We’re all characters in this story to varying degrees, but it’s not really about any of us. It’s about all of us, and it’s about fear. We’re all afraid right now. We’re afraid for ourselves and for our loved ones and neighbors.

That’s why I see no value in all the hubbub over a hair salon. We can’t afford to make martyrs out of those who flout the rule of law. And we can’t send the mixed message that public health guidelines are critical unless it’s unprofitable for you to follow them. That is an affront to those who follow the rules and act responsibly in these incredibly challenging times.

We are going to have to continue living in uncertainty, and we will have to learn to make our peace with it, even as we look for treatments and cures and push for increased testing, contact tracing and public health measures.

Bravado, haircut photo ops and partisan antics are not cures in this fight of our lives. Put down your arms. Only love and empathy will see us through.”

I find this a most offensive and condescending letter.

I find this a most offensive and condescending letter, @DallasMayor Johnson. Its arrogance produces a grand stench in my nostrils. #ShelleyLuther Click To Tweet

Mayor Johnson, it is the epitome of cowardice for you to write this letter after the rally held on Saturday. If you had any understanding of what leadership is, you would have been there yourself. Let me educate you a little on civics: laws are passed by a duly elected legislative body of representatives of the people. Edicts, mandates, decrees, and orders are not the way we operate in a Constitutional Republic.

Shelley Luther did not break any law and neither Governor Abbott, Clay Jenkins, nor you have the enumerated right to dictate to us and suspend our unalienable constitutional rights, especially over a virus that has a 99.6 percent recovery rate.

The arrogance of your letter produces a grand stench in my nostrils. The fear, panic, paranoia, and hysteria have all been produced by a lack of leadership resulting in an unnecessary burden upon law-abiding citizens of Texas. You, nor any other elected official, have the enumerated power to determine who or what is “essential.” You are not responsible for protecting our health, your charge is to protect our rights, freedoms, and liberty. While you are at it, fix the doggone roads and reduce crime.

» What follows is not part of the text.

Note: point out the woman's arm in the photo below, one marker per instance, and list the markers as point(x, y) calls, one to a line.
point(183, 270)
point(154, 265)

@DallasMayor, you are not responsible for protecting our health, your charge is to protect our rights, freedoms, and liberty. While you are at it, fix the doggone roads and reduce crime. Click To Tweet

Public health guidelines? That is correct, give us guidelines, and we can adjust our lives to accommodate, but idiots such as yourself have taken the state with the 10th largest economy in the world and turned it into a massive jumble with unemployment claims of over 10 percent. There are some 2.1 million Dallasites, and if my research serves me correctly, there have been less than 200 COVID-19 related deaths. Any death is tragic, but consider the number of citizens in Dallas who are now unemployed, businesses that may never recover, and the long-term effect that has upon the quality of life, not to mention the uptick in suicides.

Again, all of this over a virus with a 99.6 percent recovery rate.

Standing up for the indomitable individual entrepreneurial spirit of Texans — Americans — is not bravado. Standing up for our individual unalienable rights, freedoms, and liberty should not be partisan. Since April 19, 1775, and October 2, 1835, Americans and Texans have understood that we are not subjects, we are free people.

Perhaps, Mayor Johnson, you should read Thomas Paine’s 1776 pamphlet “The Crisis.” I will leave you with his immortal words:

“These are the times that try men’s souls. The summer soldier and the sunshine patriot will, in this crisis, shrink from the service of their country; but he that stands by it now, deserves the love and thanks of man and woman.”

The spirit of Texas is the spirit of sacrifice, not subjugation to illegal martial law and house arrest. As a young 26-year-old wrote from The Alamo, “Victory or Death.” Mayor Eric Johnson, choose on which side of the line in the sand you will stand. If your letter is any indication, we all know which side you have chosen…that of cowardice.